Re: [RFC PATCH v2 5/5] KVM: Unmap pages only when it's indeed protected for NUMA migration

From: Yan Zhao
Date: Wed Aug 16 2023 - 01:42:49 EST


On Wed, Aug 16, 2023 at 11:44:29AM +0800, bibo mao wrote:
>
>
> 在 2023/8/16 10:43, bibo mao 写道:
> >
> >
> > 在 2023/8/15 22:50, Sean Christopherson 写道:
> >> On Tue, Aug 15, 2023, Yan Zhao wrote:
> >>> On Mon, Aug 14, 2023 at 09:40:44AM -0700, Sean Christopherson wrote:
> >>>>>> Note, I'm assuming secondary MMUs aren't allowed to map swap entries...
> >>>>>>
> >>>>>> Compile tested only.
> >>>>>
> >>>>> I don't find a matching end to each
> >>>>> mmu_notifier_invalidate_range_start_nonblock().
> >>>>
> >>>> It pairs with existing call to mmu_notifier_invalidate_range_end() in change_pmd_range():
> >>>>
> >>>> if (range.start)
> >>>> mmu_notifier_invalidate_range_end(&range);
> >>> No, It doesn't work for mmu_notifier_invalidate_range_start() sent in change_pte_range(),
> >>> if we only want the range to include pages successfully set to PROT_NONE.
> >>
> >> Precise invalidation was a non-goal for my hack-a-patch.

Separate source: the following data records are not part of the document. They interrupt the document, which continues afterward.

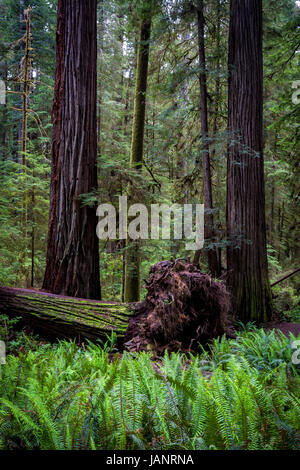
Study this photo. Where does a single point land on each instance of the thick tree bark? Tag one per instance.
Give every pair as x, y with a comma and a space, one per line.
66, 317
132, 266
212, 256
246, 254
182, 307
72, 251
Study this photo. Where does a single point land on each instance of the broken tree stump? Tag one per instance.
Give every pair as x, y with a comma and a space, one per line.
183, 307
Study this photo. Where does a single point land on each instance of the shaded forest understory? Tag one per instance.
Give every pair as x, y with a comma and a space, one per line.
118, 332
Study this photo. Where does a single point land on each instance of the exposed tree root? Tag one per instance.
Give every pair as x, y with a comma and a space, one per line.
183, 307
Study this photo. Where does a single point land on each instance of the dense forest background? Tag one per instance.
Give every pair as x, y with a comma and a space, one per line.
172, 161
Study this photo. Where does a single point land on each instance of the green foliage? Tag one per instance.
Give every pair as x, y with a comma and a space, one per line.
285, 299
66, 397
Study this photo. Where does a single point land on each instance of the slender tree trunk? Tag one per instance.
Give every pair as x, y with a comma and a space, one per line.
132, 267
246, 231
72, 252
212, 255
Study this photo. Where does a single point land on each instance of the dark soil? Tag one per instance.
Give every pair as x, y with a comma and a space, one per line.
183, 307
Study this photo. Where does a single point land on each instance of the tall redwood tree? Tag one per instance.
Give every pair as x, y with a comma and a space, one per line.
72, 251
246, 231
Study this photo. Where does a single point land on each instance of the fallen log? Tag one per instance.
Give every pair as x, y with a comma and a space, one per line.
65, 317
183, 307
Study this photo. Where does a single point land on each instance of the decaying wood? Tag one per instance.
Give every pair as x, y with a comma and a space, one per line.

The intent was purely
> >> to defer invalidation until it was actually needed, but still perform only a
> >> single notification so as to batch the TLB flushes, e.g. the start() call still
> >> used the original @end.
> >>
> >> The idea was to play nice with the scenario where nothing in a VMA could be migrated.
> >> It was complete untested though, so it may not have actually done anything to reduce
> >> the number of pointless invalidations.
> > For numa-balance scenery, can original page still be used by application even if pte
> > is changed with PROT_NONE? If it can be used, maybe we can zap shadow mmu and flush tlb
For GUPs that does not honor FOLL_HONOR_NUMA_FAULT, yes,

See https://lore.kernel.org/all/20230803143208.383663-1-david@xxxxxxxxxx/

> Since there is kvm_mmu_notifier_change_pte notification when numa page is replaced with
> new page, my meaning that can original page still be used by application even if pte
> is changed with PROT_NONE and before replaced with new page?
It's not .change_pte() notification, which is sent when COW.
The do_numa_page()/do_huge_pmd_numa_page() will try to unmap old page
protected with PROT_NONE, and if every check passes, a separate
.invalidate_range_start()/end() with event type MMU_NOTIFY_CLEAR will be
sent.

So, I think KVM (though it honors FOLL_HONOR_NUMA_FAULT), can safely
keep mapping maybe-dma pages until MMU_NOTIFY_CLEAR is sent.
(this approach is implemented in RFC v1
https://lore.kernel.org/all/20230810085636.25914-1-yan.y.zhao@xxxxxxxxx/)

>
> And for primary mmu, tlb is flushed after pte is changed with PROT_NONE and
> after mmu_notifier_invalidate_range_end notification for secondary mmu.
> Regards
> Bibo Mao

> >> in notification mmu_notifier_invalidate_range_end with precised range, the range can
But I don't think flush tlb only in the .invalidate_range_end() in
secondary MMU is a good idea.
Flush must be done before kvm->mmu_lock is unlocked, otherwise,
confusion will be caused when multiple threads trying to update the
secondary MMU.

> >> be cross-range between range mmu_gather and mmu_notifier_range.